Is Communism a Form of Government?

A Socratic dialogue.


A

Is communism a form of government?

B

Not exactly. It’s more accurately an ideology — a set of ideas about collective ownership, abolition of private property, and a classless society. The actual governmental structures of communist states have been one-party rule. So communism is the ideology; one-party authoritarianism is the governmental form.

A

But isn’t all government formed according to some ideology? Monarchy rests on divine right and hereditary legitimacy. Liberal democracy rests on popular sovereignty and individual rights. Theocracy rests on religious doctrine. Why is communism different?

B

Fair point. If we’re comfortable calling monarchy a “form of government” despite its ideological underpinnings, there’s a case for treating communism the same way. Communist states do have consistent structural features: single-party rule, central planning, party-state fusion.

A

Consider this: monarchy also has an ideal form — a godly king who acts wisely in his people’s interest. But no king has ever perfectly embodied that. So have we never tried real monarchy?

B

…No, we wouldn’t say that. We judge monarchy by its implementations, not its aspirations.

A

So why should communism be different? Why does “real communism has never been tried” get treated as a serious defence?

B

It shouldn’t. By the same standard we apply to every other system, the Soviet Union, Maoist China, Cambodia, Cuba — these are communism, just as the often brutal reigns of actual kings are monarchy. If we’re empiricists about monarchy and democracy, we should be empiricists about communism too.

A

Right.
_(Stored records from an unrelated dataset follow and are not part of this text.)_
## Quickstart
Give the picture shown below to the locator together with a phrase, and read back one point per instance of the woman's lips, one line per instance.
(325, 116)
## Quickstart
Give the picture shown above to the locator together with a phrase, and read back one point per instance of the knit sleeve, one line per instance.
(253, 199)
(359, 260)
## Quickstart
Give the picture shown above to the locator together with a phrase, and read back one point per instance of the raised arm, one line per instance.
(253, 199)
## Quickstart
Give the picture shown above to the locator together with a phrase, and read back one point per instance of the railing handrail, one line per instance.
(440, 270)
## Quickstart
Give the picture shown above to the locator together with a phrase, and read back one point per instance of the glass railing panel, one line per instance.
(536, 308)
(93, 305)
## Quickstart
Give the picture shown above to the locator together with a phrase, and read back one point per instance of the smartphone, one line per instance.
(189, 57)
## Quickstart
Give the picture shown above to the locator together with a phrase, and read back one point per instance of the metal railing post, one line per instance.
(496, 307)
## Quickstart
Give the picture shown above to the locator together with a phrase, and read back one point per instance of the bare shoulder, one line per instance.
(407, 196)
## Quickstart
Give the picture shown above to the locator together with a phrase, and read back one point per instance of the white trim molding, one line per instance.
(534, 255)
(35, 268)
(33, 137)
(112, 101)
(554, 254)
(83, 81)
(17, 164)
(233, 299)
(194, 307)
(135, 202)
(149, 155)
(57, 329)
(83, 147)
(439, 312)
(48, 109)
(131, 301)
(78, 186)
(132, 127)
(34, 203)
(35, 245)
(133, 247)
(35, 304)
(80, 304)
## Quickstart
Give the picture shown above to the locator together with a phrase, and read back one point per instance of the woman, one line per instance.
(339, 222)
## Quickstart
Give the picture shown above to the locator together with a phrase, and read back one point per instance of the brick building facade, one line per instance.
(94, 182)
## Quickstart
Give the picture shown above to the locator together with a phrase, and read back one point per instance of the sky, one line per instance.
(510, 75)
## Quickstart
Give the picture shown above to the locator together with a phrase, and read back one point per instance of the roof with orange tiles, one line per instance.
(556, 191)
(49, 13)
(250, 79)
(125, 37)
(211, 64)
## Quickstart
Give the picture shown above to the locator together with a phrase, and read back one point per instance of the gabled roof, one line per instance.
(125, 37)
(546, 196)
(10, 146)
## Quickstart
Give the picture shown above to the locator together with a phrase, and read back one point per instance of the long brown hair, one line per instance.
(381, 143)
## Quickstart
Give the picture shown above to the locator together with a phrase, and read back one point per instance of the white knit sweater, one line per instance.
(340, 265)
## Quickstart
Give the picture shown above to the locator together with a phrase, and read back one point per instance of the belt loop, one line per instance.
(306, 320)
Remember Moltke: “No plan survives contact with the enemy.” The plan and execution always differ. But that’s precisely why ideologies need implementation — to reveal which assumptions were untested.

B

And communism’s implementations revealed several faulty assumptions:

  • That central planners can aggregate distributed information effectively (the calculation problem Hayek and Mises identified)
  • That removing material incentives won’t affect productivity
  • That concentrated power won’t corrupt or attract the corruptible
  • That people will work for collective benefit as readily as personal gain
  • That a “transitional” dictatorship will voluntarily dissolve itself

These weren’t obvious in theory. They became visible through contact with reality. That’s not failed implementation — that’s a hypothesis being tested.

A

So: is communism a form of government?

B

Yes. It’s an ideology that, when implemented, produces recognizable and consistent governmental structures — just like monarchy, democracy, or theocracy. The fact that it never achieved its theoretical ideal doesn’t disqualify it, because no system fully achieves its ideal.

We judge systems by their implementations.


The honest response to communism’s failures isn’t “real communism hasn’t been tried.” It’s “communism was tried, and it taught us something about where the theory was wrong.”